Private banking has long been dominated by a handful of big banks and brokerages, but it is becoming a more attractive business for community institutions like $263 million-asset Bank of the Northwest, which opened its own private banking group last week.
Daniel Durkin, chairman and chief executive, said his company may not have the marketing budget to vie for private client business with the likes of a Wells Fargo or U.S. Bancorp, but being a community bank has its advantages.
Most Bank of the Northwest customers are professionals and small-to-midsized businesses owners in Portland's metropolitan area and are wealthy by community banking standards - their average deposit account balance is close to $40,000, Mr.

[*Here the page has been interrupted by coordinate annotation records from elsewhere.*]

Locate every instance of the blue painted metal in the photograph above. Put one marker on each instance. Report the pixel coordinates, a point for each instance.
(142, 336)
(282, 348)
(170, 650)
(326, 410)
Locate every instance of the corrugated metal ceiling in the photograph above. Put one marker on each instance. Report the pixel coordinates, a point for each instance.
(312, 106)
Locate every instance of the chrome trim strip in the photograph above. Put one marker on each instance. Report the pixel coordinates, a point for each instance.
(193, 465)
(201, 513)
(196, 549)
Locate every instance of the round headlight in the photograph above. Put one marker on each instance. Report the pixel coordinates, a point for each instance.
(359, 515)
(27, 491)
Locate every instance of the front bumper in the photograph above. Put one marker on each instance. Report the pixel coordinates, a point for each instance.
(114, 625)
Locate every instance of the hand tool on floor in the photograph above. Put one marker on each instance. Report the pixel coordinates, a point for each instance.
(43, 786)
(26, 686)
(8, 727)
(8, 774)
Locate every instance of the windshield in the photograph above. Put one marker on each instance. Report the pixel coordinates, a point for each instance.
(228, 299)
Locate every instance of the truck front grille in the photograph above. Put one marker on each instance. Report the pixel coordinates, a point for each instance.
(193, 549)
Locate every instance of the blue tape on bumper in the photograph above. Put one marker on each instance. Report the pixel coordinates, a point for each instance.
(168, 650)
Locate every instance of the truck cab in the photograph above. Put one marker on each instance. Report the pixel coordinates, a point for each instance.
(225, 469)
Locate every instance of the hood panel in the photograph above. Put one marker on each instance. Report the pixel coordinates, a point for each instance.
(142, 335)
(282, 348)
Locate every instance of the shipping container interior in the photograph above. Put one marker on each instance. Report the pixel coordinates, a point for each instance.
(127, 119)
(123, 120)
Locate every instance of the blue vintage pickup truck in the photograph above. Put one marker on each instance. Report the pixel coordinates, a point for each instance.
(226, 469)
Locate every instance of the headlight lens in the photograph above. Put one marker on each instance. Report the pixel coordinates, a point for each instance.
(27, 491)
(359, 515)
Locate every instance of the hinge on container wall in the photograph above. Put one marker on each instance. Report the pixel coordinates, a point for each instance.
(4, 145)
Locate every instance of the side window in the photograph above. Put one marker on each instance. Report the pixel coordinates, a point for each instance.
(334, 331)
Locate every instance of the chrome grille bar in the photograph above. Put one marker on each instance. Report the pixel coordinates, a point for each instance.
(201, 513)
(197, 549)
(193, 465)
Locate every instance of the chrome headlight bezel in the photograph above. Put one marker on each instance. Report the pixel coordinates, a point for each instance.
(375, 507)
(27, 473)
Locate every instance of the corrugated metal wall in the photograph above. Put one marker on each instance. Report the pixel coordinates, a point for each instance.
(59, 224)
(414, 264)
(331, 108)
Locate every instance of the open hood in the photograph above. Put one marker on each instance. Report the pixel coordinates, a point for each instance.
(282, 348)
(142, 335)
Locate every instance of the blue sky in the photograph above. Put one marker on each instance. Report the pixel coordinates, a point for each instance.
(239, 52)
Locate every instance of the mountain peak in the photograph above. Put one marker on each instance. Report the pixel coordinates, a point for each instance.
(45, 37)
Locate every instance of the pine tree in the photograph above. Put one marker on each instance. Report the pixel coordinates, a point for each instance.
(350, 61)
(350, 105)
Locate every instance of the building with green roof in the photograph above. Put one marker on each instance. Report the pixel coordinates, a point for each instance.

Durkin said. (The average retail deposit account size in a bank of about $250 million is $6,374, according to the Federal Deposit Insurance Corp.)
Many of the emerging affluent who live and work in the area tend to invest locally, Mr. Durkin said, and Bank of the Northwest's shares, which began trading on the Nasdaq in April, are largely owned by Portland investors. Its move into private banking is an effort to get those clients' investment business.
"All of our contacts are networked in the community," Mr. Durkin said. "Our customers and shareholders are very effective at marketing."
He hired Stephen Gray and Barbara Sage, both of whom came from the private banking group of the Oregon unit of Cleveland's KeyCorp, to head the new group. He also brought in Randy Sell, a vice president at Bank of the Northwest. All report directly to Christian R. Rasmussen, the bank's president.
Few Pacific Northwest banks have wealth management divisions, though at least two - $365 million-asset Cowlitz Bancorp of Longview, Wash., and $1.4 billion-asset West Coast Bancorp of Lake Oswego, Ore. - do.
James Bradshaw, a bank analyst at the Portland office of the Montana brokerage D.A. Davidson & Co., said opportunities may arise for community banks to be niche providers in private banking.
"Bigger players inevitably leave crumbs on the table," he said. "That leaves room for smaller banks to grab some of those crumbs." In other words, they can land people larger wealth management institutions deem not affluent enough.
Bank of the Northwest has no proprietary investment products or asset management services. It offers money market funds and sweep products from Dreyfus Corp. and outsources its investment management services, Mr. Durkin said.
He said he'll think about developing his own investment division when he can afford to. "Eventually, as you get larger, you have to consider taking that business in-house."